Melalui blog perusahaan, Chief Technology Officer (CTO) Facebook Mark Schoepfer merilis daftar pengguna berdasarkan negara yang paling terdampak dari kebocoran data ini. Mayoritas berasal dari Amerika Serikat sebanyak 70,6 juta akun atau 81,6 persen.
Indonesia berada di peringkat ketiga dalam daftar tersebut dengan 1 juta lebih akun, satu nomor di bawah Filipina dengan 1,1 juta lebih akun.
ADVERTISEMENT
SCROLL TO CONTINUE WITH CONTENT
Sebagai tanggung jawab mereka, Facebook mengubah sejumlah kebijakan di sana-sini mulai dari penggunaan
application program interface (API), kolom pencarian, hingga halaman login.
"Secara keseluruhan kami percaya perubahan ini akan melindungi informasi seseorang lebih baik sembari membantu para pengembang menciptakan pengalaman yang berguna," tulis Schoepfer, Rabu (4/4).
Ini pertama kalinya Facebook mengonfirmasi secara resmi bahwa ada kebocoran data yang tejadi.
Namun laporan
Bloomberg menyatakan dua miliar pengguna Facebook berada dalam posisi rentan diakses sembarang orang. Contoh kerentanan itu terjadi pada kotak pencarian yang bisa dipakai untuk mencari suatu akun lewat nomor telepon atau alamat surel.
"Melihat skala dan canggihnya aktivitas yang terlihat, kami yakin profil publik orang-orang di Facebook diambil dengan cara itu. Sehingga kini kami menonaktifkan fitur tersebut," tulis Facebook.
Mark Zuckerberg sendiri mengakui pihaknya bersalah dalam kasus ini dan ia menerima kemarahan sejumlah pengguna, pengiklan, dan parlemen di sejumlah negara.
"Ketika kau membangun sesuatu seperti Facebook yang belum pernah ada sebelumnya di dunia, akan ada sesuatu berantakan," ujar Zuckerberg dikutip dari Reuters.
"Ini salah saya."
Ketika Facebook sudah mengakui ada kebocoran data dengan jumlah pengguna yang lebih banyak dari diperkirakan sebelumnya, Cambridge Analytica justru berkata sebaliknya.
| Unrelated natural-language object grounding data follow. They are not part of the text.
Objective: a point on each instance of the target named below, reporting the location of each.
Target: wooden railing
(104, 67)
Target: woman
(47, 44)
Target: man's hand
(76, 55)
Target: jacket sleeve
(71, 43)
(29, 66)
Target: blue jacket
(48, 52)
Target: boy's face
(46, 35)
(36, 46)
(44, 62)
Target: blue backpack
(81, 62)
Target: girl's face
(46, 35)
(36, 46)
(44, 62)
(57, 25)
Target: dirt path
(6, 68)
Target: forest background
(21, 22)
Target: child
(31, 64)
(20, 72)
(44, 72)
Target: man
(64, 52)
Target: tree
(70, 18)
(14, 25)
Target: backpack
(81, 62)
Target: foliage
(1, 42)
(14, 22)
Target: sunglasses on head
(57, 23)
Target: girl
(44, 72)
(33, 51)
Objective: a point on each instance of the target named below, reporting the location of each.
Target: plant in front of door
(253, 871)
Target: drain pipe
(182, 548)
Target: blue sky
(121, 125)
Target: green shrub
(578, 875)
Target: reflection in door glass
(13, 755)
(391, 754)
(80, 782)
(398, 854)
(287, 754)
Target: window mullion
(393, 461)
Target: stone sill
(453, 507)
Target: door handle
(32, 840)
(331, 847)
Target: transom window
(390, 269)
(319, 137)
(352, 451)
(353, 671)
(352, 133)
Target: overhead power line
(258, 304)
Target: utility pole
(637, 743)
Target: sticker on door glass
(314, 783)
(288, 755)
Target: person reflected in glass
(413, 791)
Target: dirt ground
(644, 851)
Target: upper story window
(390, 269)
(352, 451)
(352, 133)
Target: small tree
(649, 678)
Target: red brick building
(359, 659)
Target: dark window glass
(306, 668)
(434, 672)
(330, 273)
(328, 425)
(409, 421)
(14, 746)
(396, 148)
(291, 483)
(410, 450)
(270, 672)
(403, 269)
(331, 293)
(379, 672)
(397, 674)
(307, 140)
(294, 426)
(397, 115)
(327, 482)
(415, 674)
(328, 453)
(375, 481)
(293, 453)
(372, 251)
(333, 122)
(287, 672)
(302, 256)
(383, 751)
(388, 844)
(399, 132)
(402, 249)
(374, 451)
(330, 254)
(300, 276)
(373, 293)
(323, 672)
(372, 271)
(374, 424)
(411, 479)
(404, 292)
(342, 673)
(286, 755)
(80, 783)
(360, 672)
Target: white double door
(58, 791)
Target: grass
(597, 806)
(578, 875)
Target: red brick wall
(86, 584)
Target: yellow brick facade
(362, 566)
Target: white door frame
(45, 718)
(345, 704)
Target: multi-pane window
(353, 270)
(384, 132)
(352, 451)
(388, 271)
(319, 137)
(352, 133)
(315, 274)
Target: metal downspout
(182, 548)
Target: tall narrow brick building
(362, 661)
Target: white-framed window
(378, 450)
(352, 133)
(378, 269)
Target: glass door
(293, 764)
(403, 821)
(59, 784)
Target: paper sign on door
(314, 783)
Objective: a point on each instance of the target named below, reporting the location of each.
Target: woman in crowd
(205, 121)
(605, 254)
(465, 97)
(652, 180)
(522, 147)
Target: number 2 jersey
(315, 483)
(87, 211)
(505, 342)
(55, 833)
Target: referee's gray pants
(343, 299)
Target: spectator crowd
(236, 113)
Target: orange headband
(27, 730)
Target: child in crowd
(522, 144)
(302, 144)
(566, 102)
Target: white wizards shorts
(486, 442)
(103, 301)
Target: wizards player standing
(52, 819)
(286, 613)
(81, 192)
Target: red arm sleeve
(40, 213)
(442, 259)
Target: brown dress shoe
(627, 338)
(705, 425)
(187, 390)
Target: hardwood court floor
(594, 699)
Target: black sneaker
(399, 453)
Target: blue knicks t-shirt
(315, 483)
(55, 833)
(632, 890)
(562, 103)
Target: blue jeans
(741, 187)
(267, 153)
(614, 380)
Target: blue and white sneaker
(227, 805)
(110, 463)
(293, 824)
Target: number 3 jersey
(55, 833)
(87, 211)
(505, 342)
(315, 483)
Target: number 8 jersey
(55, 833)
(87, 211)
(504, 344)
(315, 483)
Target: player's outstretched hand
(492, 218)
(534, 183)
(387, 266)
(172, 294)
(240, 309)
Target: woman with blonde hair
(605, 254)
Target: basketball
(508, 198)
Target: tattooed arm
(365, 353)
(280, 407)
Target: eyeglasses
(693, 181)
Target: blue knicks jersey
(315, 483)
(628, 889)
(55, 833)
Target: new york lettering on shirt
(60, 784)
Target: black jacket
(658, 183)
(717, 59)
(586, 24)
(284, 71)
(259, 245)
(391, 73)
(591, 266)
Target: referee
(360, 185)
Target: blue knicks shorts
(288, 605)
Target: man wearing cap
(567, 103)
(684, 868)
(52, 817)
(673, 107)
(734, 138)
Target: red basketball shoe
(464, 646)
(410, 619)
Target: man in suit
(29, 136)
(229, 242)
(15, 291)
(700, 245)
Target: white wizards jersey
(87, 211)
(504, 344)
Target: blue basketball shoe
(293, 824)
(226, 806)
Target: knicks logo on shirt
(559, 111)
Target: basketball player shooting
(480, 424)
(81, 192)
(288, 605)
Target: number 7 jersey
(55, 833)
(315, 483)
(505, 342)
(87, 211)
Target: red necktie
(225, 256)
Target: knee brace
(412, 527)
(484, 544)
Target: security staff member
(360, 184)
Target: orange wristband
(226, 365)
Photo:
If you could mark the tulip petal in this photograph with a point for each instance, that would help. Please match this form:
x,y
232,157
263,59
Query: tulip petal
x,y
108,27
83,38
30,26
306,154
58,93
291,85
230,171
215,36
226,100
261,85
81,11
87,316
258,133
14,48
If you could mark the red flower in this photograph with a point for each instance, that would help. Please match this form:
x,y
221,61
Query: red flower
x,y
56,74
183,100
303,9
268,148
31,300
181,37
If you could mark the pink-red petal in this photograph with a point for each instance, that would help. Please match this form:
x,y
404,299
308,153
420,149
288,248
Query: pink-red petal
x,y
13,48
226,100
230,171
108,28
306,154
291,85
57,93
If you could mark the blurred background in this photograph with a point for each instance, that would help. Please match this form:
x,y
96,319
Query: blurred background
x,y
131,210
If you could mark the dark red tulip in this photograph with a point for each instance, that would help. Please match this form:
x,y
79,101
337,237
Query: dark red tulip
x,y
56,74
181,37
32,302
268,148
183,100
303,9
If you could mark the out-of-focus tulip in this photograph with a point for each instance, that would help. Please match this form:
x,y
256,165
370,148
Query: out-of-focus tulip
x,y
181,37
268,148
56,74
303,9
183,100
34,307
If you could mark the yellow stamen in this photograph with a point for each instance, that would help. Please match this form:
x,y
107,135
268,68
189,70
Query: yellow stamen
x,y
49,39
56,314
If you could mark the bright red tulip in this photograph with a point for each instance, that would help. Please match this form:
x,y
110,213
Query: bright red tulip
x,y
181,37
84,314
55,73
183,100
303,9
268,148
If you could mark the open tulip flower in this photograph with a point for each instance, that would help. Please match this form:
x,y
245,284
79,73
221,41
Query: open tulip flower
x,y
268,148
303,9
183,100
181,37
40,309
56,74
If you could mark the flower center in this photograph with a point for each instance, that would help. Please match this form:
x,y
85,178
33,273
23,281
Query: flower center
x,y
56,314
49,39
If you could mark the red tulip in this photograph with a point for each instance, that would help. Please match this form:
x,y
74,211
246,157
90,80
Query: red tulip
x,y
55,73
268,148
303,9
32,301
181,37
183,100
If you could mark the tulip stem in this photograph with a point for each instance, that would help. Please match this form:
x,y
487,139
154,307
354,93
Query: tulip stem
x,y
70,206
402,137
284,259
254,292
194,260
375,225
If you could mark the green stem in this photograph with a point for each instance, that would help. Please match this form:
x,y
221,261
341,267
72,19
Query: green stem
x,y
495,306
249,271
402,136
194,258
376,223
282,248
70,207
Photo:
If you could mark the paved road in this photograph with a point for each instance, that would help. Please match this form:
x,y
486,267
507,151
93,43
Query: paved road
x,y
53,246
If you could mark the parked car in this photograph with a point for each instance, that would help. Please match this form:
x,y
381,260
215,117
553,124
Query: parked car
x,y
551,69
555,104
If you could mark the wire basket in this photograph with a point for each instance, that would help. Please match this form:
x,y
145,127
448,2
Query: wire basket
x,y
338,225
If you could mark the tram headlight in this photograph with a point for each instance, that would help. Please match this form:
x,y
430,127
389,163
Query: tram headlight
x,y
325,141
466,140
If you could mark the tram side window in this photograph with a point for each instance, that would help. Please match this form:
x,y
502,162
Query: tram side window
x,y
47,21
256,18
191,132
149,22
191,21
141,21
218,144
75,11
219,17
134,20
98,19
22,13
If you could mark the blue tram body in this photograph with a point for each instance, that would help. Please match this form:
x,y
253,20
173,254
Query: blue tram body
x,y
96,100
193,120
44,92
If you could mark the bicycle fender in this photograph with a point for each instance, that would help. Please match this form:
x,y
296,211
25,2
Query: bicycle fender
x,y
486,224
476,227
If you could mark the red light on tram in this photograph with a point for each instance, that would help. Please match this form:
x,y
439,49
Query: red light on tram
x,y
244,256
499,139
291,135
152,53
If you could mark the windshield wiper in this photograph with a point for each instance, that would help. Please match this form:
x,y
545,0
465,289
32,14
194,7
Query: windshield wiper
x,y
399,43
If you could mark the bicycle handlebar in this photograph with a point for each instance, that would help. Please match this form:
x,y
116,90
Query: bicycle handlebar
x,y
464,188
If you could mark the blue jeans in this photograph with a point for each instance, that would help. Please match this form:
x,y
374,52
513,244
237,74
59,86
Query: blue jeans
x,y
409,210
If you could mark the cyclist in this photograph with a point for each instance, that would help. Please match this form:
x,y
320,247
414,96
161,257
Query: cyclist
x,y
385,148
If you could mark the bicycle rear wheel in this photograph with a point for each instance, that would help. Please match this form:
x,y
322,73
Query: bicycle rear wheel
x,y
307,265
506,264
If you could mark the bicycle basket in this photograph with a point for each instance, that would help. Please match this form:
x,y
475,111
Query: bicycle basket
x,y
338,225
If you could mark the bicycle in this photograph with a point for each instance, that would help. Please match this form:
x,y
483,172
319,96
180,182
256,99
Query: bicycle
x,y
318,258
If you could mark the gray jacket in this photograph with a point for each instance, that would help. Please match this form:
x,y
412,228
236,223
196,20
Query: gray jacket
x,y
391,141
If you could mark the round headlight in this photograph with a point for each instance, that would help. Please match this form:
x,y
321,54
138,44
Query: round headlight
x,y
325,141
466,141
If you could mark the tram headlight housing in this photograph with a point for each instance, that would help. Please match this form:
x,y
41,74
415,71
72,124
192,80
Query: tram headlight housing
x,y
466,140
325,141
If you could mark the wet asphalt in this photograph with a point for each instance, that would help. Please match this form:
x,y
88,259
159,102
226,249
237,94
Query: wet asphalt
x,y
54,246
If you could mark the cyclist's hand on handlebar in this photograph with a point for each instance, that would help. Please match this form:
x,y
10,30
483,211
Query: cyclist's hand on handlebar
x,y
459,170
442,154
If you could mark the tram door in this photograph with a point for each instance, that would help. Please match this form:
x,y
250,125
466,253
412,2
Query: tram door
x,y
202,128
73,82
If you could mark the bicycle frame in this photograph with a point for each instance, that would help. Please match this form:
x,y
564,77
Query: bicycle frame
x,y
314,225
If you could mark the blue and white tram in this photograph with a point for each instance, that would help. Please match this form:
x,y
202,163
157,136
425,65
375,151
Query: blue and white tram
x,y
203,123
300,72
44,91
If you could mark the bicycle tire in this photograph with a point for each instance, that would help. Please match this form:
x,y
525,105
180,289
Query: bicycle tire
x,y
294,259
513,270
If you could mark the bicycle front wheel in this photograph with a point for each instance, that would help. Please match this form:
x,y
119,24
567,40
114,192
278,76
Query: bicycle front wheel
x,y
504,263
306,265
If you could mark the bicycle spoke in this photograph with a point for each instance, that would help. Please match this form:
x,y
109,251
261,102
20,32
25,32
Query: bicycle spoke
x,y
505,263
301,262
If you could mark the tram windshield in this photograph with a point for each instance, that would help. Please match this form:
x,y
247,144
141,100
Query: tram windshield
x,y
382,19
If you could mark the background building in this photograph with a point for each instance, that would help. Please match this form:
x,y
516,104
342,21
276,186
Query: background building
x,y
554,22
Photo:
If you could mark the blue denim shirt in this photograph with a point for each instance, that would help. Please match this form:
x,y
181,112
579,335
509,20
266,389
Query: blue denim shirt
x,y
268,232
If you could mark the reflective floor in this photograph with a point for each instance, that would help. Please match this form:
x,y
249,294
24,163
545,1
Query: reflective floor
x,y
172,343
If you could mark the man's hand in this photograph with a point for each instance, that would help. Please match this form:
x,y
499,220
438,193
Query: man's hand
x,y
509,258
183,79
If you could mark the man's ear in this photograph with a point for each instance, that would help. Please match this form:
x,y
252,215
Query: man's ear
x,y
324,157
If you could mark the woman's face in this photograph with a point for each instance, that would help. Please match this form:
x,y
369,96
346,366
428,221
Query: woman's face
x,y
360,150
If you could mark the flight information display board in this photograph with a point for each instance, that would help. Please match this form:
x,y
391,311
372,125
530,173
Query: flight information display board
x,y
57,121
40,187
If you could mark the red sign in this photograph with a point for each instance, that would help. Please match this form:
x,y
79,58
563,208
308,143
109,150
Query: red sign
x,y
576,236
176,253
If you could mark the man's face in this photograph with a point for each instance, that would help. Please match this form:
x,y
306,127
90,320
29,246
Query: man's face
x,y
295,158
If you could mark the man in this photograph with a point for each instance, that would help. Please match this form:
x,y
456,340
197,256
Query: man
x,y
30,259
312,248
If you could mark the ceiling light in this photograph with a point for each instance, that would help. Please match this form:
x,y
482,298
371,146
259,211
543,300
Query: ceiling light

Melansir dari laporan TechCrunch, Cambridge Analytica mengklaim hanya memakai data dari 30 juta pengguna yang diperoleh dari Global Science Research, perusahaan yang mendapat izin resmi dari Facebook. Mereka juga berdalih data tersebut tidak mereka manfaatkan untuk membantu Donald Trump menang di pemilu presiden AS pada 2016 lalu.
(age)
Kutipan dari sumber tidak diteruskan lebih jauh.